The Math Behind Parlays
Here's the reality: parlays have a higher house edge than straight bets. A 3-leg parlay at −110 each has a true probability of about 12.5% of winning, but the payout implies a 10.98% chance. The gap is the sportsbook's edge.
This edge compounds with each added leg. A 2-leg parlay at −110 has about a 4.5% house edge. A 5-leg parlay at −110 has about an 11% edge. The more legs you add, the more you pay in compounded juice.
When Parlays Make Sense
1. Correlated outcomes. If two outcomes are genuinely linked (e.g., a team winning AND the game going Over because their offense drives both), a parlay captures extra value the book may not fully price in.
2. Small-stake entertainment.

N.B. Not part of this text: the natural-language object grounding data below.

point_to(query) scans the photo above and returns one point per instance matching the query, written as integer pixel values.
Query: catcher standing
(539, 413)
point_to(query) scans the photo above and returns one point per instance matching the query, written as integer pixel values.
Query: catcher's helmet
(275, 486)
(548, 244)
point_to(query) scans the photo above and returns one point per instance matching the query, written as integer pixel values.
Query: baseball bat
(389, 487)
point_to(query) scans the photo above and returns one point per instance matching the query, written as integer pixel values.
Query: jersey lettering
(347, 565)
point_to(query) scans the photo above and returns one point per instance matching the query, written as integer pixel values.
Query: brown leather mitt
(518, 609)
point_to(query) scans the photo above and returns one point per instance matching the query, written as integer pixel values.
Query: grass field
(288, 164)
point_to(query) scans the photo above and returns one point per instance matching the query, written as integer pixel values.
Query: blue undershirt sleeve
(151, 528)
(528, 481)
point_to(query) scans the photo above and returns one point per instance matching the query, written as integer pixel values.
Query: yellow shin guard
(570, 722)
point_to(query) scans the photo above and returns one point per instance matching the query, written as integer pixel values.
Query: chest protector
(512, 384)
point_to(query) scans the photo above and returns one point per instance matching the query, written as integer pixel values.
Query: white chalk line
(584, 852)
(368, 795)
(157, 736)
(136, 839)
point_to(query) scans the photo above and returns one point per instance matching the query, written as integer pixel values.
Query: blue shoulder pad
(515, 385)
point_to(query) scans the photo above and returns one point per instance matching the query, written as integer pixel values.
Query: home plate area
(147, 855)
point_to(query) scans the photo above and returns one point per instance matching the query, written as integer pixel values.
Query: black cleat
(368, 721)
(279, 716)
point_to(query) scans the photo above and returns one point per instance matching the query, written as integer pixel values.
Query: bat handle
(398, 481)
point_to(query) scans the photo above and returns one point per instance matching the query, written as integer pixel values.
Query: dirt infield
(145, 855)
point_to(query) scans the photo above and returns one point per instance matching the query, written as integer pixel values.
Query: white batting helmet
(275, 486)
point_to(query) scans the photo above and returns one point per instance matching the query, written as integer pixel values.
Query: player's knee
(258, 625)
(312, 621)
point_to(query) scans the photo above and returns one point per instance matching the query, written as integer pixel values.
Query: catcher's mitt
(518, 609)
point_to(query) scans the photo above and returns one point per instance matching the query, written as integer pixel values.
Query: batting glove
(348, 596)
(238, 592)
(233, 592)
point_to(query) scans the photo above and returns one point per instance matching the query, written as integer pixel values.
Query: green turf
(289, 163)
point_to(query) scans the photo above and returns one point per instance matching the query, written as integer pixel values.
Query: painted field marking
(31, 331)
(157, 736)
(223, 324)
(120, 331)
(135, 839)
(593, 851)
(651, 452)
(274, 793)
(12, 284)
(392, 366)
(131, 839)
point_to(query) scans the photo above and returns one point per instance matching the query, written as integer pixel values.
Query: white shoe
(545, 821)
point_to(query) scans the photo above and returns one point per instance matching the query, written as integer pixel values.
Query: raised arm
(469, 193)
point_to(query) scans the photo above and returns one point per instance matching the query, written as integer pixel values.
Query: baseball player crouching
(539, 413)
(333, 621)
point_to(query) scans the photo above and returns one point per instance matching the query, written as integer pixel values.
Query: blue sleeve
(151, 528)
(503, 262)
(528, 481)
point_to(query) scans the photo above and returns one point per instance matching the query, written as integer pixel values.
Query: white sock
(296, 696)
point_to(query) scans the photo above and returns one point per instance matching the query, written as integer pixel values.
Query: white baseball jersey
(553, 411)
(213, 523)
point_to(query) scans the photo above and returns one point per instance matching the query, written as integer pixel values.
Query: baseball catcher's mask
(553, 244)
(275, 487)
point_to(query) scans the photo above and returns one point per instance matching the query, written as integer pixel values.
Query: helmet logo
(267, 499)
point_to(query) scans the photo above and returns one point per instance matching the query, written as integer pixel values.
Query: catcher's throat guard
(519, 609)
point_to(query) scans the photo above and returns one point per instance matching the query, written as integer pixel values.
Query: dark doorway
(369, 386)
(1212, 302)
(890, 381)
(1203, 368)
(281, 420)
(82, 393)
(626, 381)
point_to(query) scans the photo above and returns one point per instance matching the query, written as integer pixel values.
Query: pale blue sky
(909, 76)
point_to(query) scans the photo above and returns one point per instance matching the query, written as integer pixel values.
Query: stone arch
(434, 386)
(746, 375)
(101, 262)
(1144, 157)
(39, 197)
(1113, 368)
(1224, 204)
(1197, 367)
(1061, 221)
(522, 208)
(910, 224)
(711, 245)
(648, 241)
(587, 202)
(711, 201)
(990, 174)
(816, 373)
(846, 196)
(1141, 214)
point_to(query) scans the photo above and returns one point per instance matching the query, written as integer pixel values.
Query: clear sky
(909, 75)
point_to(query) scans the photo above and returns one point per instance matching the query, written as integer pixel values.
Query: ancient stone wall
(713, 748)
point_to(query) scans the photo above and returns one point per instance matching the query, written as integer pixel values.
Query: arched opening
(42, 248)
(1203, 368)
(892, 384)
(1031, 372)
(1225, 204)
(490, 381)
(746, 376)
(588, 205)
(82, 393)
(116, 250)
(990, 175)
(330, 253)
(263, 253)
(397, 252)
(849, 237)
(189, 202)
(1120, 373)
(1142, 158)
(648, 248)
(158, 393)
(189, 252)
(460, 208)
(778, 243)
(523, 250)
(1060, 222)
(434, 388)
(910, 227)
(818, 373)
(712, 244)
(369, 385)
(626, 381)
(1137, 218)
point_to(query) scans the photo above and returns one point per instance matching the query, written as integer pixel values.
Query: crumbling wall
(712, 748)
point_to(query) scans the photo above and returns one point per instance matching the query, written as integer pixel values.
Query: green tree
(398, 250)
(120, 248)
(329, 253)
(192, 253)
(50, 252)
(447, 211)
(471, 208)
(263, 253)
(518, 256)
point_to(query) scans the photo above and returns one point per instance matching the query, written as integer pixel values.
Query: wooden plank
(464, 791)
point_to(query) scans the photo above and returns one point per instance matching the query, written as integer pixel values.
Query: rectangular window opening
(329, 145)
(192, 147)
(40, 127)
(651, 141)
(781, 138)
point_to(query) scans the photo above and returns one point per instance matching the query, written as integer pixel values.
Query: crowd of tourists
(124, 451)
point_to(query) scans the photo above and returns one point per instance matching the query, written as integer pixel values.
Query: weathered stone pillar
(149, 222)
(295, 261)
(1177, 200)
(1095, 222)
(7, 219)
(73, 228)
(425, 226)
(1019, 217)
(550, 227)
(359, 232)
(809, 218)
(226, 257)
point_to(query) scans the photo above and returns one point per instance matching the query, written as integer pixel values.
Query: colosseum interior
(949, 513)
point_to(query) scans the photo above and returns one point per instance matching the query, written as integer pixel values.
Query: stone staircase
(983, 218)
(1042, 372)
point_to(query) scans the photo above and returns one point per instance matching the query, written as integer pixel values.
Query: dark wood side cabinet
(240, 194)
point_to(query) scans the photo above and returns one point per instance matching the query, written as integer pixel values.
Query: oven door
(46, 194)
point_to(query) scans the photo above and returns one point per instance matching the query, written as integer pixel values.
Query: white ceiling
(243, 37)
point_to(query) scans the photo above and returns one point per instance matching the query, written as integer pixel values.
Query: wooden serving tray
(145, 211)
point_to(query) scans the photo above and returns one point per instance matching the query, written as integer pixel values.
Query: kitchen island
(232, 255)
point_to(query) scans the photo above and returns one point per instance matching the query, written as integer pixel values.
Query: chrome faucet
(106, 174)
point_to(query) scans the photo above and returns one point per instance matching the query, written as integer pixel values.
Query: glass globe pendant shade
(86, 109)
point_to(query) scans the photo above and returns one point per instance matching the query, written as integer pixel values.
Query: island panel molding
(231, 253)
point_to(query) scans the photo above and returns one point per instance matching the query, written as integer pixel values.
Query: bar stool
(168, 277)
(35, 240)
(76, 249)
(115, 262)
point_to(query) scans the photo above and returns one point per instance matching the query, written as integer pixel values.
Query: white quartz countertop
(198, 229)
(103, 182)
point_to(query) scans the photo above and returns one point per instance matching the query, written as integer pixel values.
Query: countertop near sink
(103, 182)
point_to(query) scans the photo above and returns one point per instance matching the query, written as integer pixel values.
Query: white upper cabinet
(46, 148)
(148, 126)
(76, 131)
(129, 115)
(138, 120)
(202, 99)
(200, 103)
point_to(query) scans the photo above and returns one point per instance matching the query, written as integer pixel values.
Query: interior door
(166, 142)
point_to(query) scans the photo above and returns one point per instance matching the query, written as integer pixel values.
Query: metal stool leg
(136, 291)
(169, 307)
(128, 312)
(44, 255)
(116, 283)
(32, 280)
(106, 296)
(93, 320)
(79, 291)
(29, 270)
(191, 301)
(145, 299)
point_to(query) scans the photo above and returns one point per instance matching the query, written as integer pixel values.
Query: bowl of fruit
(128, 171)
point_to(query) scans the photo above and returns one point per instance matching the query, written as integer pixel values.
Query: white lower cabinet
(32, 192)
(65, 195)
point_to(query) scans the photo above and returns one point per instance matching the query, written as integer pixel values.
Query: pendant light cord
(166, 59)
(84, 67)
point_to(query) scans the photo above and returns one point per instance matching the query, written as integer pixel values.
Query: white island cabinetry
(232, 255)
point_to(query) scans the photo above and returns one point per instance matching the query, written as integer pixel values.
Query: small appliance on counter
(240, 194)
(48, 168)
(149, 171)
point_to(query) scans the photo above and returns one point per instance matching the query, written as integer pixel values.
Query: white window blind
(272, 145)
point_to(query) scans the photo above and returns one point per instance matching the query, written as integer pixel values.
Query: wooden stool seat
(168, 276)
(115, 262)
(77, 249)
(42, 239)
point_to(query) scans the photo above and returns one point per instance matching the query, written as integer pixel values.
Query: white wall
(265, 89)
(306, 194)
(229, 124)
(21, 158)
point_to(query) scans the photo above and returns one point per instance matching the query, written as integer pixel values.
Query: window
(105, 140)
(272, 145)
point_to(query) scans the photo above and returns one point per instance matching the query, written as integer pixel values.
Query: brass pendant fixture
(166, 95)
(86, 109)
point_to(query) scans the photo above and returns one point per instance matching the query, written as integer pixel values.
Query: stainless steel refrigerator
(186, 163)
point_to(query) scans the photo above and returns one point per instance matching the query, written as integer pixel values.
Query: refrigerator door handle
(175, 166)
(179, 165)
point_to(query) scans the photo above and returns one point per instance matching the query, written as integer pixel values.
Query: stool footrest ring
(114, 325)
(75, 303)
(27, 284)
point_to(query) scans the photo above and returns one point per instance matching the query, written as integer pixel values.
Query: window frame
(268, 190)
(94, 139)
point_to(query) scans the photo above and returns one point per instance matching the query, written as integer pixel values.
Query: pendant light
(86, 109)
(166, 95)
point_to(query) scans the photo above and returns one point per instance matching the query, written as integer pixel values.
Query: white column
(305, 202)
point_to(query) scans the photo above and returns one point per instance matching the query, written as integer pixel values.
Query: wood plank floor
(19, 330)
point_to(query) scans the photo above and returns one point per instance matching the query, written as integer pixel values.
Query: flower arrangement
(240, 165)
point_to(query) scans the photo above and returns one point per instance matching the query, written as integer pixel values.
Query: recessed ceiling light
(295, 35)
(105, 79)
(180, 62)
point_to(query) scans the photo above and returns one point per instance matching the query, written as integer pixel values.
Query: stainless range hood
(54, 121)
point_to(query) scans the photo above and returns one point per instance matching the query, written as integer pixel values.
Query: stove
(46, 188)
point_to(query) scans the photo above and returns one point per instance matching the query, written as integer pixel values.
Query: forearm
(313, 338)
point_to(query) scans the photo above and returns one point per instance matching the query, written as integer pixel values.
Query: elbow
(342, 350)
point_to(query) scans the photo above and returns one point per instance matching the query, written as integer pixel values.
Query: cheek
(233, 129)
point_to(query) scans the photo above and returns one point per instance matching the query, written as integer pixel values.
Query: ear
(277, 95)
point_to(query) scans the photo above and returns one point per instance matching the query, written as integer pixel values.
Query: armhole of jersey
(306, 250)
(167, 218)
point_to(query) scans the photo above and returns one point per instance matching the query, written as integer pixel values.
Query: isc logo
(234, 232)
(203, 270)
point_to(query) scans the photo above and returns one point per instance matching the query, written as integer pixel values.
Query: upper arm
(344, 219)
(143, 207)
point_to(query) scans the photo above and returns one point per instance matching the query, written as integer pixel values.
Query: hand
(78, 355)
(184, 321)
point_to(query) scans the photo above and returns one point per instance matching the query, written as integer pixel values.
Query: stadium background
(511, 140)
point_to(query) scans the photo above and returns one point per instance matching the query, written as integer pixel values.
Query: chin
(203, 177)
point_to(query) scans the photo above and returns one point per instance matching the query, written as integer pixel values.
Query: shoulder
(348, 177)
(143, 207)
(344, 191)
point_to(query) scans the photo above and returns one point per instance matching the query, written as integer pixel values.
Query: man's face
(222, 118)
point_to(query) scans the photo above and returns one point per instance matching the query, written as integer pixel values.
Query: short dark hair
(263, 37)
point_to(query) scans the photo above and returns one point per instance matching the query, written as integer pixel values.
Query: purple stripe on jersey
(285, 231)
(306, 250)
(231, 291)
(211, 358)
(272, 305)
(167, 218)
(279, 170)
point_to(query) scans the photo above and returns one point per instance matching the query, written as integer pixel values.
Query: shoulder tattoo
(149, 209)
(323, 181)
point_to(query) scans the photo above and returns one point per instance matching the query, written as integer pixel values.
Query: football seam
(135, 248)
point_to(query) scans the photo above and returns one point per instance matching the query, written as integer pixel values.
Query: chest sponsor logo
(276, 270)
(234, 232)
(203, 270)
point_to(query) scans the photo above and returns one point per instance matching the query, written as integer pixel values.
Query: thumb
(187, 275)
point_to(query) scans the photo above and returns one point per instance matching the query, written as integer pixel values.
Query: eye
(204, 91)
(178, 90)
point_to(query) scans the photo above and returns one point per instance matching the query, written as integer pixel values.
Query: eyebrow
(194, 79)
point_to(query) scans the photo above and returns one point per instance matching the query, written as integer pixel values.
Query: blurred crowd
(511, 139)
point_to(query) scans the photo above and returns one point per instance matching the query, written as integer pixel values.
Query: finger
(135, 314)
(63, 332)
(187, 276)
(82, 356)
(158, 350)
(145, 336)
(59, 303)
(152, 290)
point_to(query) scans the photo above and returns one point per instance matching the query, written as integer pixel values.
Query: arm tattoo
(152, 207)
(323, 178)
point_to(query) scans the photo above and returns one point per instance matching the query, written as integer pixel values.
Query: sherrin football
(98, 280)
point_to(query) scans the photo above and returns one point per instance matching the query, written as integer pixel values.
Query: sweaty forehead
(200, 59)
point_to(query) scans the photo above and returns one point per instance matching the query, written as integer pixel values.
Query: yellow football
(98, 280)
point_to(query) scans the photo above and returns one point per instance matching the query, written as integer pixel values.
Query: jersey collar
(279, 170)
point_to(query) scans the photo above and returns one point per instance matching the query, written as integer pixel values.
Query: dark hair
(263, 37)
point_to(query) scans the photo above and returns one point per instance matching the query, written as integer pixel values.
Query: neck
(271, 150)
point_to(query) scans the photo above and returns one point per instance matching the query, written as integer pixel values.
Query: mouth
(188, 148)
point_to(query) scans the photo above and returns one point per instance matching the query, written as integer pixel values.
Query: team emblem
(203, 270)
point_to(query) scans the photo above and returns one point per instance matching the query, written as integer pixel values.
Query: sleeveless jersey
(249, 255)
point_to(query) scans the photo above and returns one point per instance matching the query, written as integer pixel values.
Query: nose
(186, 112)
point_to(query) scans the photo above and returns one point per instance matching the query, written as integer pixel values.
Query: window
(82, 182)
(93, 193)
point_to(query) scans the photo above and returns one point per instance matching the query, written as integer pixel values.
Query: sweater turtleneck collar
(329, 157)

A $5 parlay on Sunday NFL games can make an entire day of football exciting for the cost of a coffee.
3. Sharp legs only. If you've identified two strong bets with edge, combining them into a parlay maximizes your return per dollar risked — as long as both truly have positive expected value.
4. Keep it short. 2-3 leg parlays offer a good balance of payout boost vs. realistic win probability. Avoid 8+ leg parlays unless you're purely for entertainment.